@ Newcastle O2 Academy 2, October 11 2012

Heralded and championed by Kerrang! and derided by The Guardian, Fearless Vampire Killers are a band set to divide opinion.  Taking their name from the 1967 Roman Polanski horror comedy The Fearless Vampire Killers, aka Pardon Me, But Your Teeth Are in My Neck, they show that they may not take themselves as seriously as some of their contemporaries.

A genre that is continually pigeon-holed as a depression-filled cringe fest with very little substance, FVK prove that where their progressive sound is concerned this is far from the case. 

The Fearless Vampire Killers certainly have a taste for the theatrical, with their on-stage clothing looking like something you might find in the wardrobe of the Addams family. They’ve also taken to walking on stage to music from Alfred Hitchcock’s 1960 film Psycho.

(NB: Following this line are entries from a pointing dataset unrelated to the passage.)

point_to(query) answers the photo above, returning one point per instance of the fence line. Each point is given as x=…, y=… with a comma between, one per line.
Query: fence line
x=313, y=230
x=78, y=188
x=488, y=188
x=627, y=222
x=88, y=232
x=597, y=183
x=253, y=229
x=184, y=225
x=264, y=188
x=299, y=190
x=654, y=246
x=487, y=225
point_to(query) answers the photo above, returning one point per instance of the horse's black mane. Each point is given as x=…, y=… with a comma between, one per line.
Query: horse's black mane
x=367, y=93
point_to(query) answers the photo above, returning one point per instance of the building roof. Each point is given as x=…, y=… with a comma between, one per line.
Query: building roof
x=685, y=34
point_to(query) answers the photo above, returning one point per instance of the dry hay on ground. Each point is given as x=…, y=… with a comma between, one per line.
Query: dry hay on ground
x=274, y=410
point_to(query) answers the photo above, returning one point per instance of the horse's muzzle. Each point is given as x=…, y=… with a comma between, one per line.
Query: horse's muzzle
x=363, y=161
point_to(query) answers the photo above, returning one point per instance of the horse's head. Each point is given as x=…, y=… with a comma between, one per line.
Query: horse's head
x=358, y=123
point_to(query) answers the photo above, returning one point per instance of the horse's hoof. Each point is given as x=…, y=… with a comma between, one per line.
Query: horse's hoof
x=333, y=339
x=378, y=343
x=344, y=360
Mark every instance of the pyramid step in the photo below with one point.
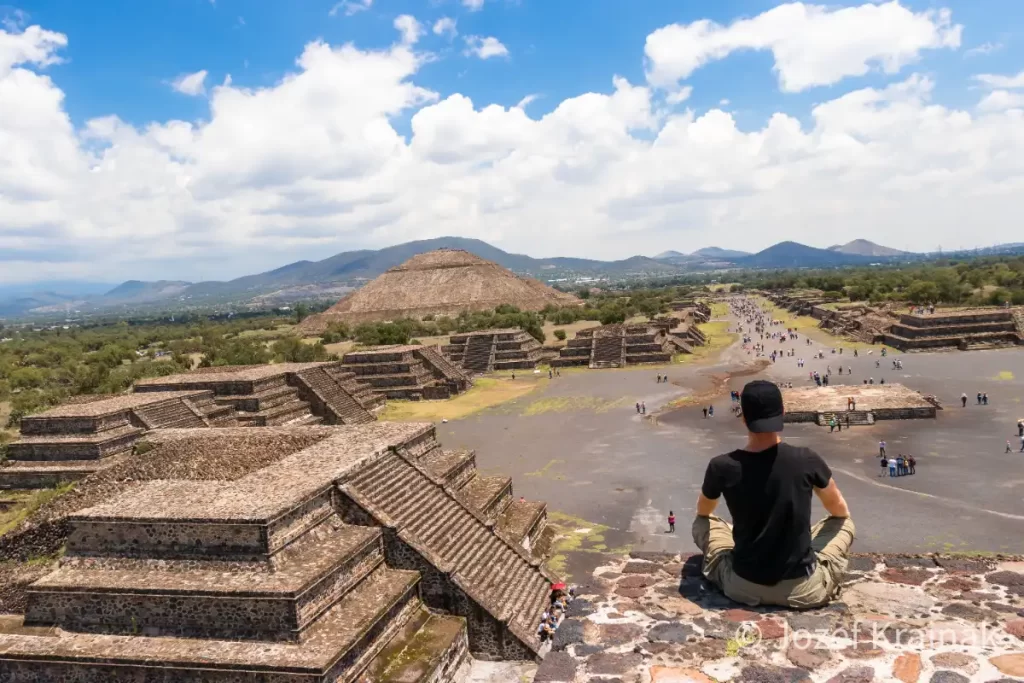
(519, 518)
(181, 519)
(196, 602)
(487, 495)
(74, 446)
(430, 648)
(337, 647)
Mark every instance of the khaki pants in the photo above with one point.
(830, 540)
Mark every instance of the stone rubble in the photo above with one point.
(651, 617)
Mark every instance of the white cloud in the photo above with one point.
(984, 48)
(349, 7)
(1000, 100)
(445, 26)
(313, 164)
(190, 84)
(409, 28)
(526, 101)
(996, 81)
(812, 45)
(484, 47)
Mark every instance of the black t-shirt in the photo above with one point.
(769, 496)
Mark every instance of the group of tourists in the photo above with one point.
(558, 602)
(898, 466)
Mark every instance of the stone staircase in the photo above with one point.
(848, 418)
(479, 354)
(607, 352)
(330, 398)
(252, 580)
(459, 528)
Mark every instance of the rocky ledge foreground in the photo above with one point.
(652, 617)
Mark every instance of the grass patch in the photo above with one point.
(573, 403)
(11, 518)
(486, 392)
(576, 536)
(719, 338)
(719, 309)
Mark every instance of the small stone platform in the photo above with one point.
(315, 568)
(410, 372)
(486, 350)
(873, 401)
(653, 617)
(979, 328)
(620, 345)
(68, 442)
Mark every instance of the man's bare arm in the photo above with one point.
(832, 499)
(706, 506)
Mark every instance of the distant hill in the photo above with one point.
(136, 291)
(865, 248)
(796, 255)
(718, 252)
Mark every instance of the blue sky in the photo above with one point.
(122, 58)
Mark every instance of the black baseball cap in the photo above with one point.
(762, 403)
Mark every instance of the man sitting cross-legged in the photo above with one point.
(771, 555)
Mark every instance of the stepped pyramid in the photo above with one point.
(76, 439)
(316, 568)
(444, 282)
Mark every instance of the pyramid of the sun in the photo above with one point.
(445, 282)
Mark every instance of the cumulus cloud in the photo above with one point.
(409, 28)
(445, 26)
(996, 81)
(349, 7)
(484, 47)
(190, 84)
(812, 45)
(983, 49)
(313, 164)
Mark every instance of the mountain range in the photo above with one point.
(333, 276)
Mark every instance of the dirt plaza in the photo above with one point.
(579, 442)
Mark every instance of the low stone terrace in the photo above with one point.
(410, 372)
(315, 567)
(68, 442)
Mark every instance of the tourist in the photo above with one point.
(771, 555)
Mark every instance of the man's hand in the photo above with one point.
(833, 500)
(706, 506)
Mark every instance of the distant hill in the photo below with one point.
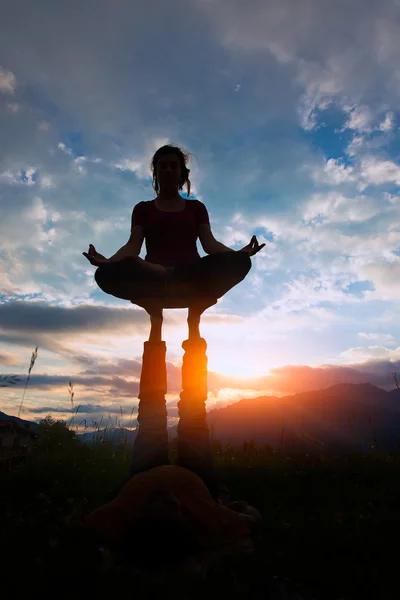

Their strong fan base has the o2 Academy’s second room filled with a mix of hardened head banging thrashers to metal fans and teenage girls, who perhaps equate the band with those the Twilight vampire films.

And of course the My Chemical Romance comparison will constantly rear its ugly head as both bands are tagged with the stigma of ‘Emo’ and both play anthemic melodies.

FVK emerge to screams of delight and burst into the heavy opener Bow Ties On Dead Guys following up with the intriguing Concede Repent Destroy which seems to be a major crowd favourite. Intermixed with the crowd hysteria, they open their set with a bang.

The Blink 182ish Bleed Till Sunrise has major potential for crossover appeal and the band do have some seriously catchy melodies, though they occasionally get lost in the mix of shouting, screaming and heavy thrashing guitar. The FVKs are at their best when at mid-tempo, when you can hear the melodies and hooks which should be something they attempt to build upon.

Ending with At War With Thirst they leave the crowd baying for more. With a strong core fan base the lads from Suffolk certainly have the potential to take the baton of alt rock and run with it. With a bit of luck and the right promotion they very well could be the next big UK alternative success story.